Two important economic laws, the Law of Diminishing Returns and the Law of Increasing Cost, apply to government spending. According to the former, increasing expenditures in a government program will result in smaller and smaller increases in benefit per dollar expended. Overspending on existing programs is probably the rule rather than the exception. According to the latter law, increasing expenditures for government programs will increase the costs of producing goods and services in the private sector. The reasons we don’t see these effects is that the economy is complex and dynamic. Over time, the private sector will invent new products, improve management techniques and methods of production, and experience other changes. Increasing government expenditures diverts funds from the private sector to the public sector, forcing the private sector to consume less or save and invest less.

When government spends more money on projects to reduce global warming, for example, it is at the expense of increased costs of other goods people buy. No one claims that it would prevent global warming because climate is determined by natural forces, and man-made global warming is only part of it.
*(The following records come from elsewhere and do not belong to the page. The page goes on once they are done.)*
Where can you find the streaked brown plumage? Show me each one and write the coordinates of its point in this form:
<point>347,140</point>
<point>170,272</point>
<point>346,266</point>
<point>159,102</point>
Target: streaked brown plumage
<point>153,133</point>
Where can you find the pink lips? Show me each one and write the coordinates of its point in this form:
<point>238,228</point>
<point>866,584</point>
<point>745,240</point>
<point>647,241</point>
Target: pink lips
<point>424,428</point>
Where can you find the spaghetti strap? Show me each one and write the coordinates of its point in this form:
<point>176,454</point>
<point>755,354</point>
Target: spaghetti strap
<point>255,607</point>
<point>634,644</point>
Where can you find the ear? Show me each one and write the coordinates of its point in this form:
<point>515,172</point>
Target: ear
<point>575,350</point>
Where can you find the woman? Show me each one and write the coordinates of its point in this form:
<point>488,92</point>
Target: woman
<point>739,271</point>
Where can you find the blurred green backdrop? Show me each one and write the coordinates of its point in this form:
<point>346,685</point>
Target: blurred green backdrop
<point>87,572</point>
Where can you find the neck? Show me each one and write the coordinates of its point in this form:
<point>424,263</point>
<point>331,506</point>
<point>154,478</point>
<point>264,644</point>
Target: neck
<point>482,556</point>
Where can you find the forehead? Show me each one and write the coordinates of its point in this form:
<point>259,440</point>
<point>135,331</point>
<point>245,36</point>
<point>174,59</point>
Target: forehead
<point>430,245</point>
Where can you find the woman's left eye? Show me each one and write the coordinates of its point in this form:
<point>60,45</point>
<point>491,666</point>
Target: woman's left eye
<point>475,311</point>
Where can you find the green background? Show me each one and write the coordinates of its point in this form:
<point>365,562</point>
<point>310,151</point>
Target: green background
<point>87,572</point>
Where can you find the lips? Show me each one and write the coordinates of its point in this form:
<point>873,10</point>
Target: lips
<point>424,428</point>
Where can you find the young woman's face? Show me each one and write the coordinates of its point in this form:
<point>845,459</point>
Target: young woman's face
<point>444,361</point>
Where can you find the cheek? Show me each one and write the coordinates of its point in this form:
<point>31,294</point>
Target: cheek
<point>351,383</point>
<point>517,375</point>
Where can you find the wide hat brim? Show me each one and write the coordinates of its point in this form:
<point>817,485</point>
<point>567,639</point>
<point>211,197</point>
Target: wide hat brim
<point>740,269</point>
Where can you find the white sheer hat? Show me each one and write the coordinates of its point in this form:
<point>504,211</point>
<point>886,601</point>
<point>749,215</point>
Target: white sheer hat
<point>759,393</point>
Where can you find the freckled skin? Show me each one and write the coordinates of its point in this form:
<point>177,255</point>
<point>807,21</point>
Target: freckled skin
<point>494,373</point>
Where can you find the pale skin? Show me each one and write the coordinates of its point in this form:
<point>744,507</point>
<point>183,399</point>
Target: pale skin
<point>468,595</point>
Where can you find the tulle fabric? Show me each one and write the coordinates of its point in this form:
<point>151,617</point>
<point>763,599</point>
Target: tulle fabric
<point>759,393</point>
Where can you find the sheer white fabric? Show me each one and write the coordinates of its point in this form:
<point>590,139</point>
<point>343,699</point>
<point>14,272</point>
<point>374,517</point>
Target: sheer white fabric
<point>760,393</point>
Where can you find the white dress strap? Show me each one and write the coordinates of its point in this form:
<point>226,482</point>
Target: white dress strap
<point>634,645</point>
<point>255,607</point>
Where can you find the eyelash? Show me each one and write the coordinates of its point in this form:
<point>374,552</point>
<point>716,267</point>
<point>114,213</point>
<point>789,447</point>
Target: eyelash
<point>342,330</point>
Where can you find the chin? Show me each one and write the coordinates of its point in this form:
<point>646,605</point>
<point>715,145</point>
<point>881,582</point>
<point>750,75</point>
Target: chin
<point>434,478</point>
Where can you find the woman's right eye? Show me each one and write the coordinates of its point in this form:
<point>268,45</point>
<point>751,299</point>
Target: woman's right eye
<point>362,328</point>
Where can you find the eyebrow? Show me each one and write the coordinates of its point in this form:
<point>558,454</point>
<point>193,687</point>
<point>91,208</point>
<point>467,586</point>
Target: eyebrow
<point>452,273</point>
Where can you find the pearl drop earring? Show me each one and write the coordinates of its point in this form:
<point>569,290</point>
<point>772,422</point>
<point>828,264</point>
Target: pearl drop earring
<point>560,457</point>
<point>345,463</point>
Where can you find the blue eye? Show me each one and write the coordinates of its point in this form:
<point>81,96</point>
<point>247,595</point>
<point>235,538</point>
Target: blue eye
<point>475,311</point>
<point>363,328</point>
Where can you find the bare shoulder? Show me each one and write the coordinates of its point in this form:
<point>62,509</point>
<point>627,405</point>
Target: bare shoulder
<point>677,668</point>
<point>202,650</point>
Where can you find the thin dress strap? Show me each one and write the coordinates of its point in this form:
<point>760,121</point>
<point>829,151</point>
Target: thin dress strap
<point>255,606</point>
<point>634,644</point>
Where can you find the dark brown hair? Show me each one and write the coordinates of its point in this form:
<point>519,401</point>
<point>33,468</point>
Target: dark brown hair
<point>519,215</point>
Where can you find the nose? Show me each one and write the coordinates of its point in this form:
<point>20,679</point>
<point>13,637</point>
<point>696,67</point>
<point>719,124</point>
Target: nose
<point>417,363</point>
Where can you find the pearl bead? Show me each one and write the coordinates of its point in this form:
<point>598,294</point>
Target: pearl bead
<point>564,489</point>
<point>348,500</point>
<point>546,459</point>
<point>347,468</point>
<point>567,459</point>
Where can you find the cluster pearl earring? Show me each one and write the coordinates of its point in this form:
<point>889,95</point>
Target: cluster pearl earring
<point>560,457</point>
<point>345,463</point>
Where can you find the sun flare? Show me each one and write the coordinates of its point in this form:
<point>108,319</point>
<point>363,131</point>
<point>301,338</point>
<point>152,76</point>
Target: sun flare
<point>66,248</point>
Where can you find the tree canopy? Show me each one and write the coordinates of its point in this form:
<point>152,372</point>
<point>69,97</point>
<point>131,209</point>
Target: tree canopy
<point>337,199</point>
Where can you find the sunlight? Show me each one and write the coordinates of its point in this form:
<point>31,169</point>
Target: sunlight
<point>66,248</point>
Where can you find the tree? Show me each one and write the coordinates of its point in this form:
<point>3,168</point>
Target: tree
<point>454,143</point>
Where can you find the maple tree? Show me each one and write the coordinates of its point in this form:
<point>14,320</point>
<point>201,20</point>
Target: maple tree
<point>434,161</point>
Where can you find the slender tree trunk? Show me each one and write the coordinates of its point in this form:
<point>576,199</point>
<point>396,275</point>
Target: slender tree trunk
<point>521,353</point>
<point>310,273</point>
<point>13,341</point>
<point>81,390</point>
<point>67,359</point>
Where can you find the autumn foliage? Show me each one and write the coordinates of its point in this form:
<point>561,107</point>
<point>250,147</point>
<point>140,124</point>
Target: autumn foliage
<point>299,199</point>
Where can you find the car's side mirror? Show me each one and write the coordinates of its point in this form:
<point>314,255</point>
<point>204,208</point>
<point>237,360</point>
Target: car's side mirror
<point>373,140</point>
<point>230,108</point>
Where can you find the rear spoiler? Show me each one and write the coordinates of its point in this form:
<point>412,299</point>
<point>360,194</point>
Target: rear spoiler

Moreover, since electricity produced by wind and solar power is more costly than electricity produced from fossil fuels, businesses and consumers have to pay the higher utility costs, and consumers will have to pay higher prices for domestically produced goods.

Failure to pay attention to these economic laws means that government expenditures on many if not most programs exceed the amount that cost-benefit analysis would justify. Government would get increasing returns by reducing expenditures, and the private sector would enjoy increasing returns and reduced costs as government expenditures are reduced.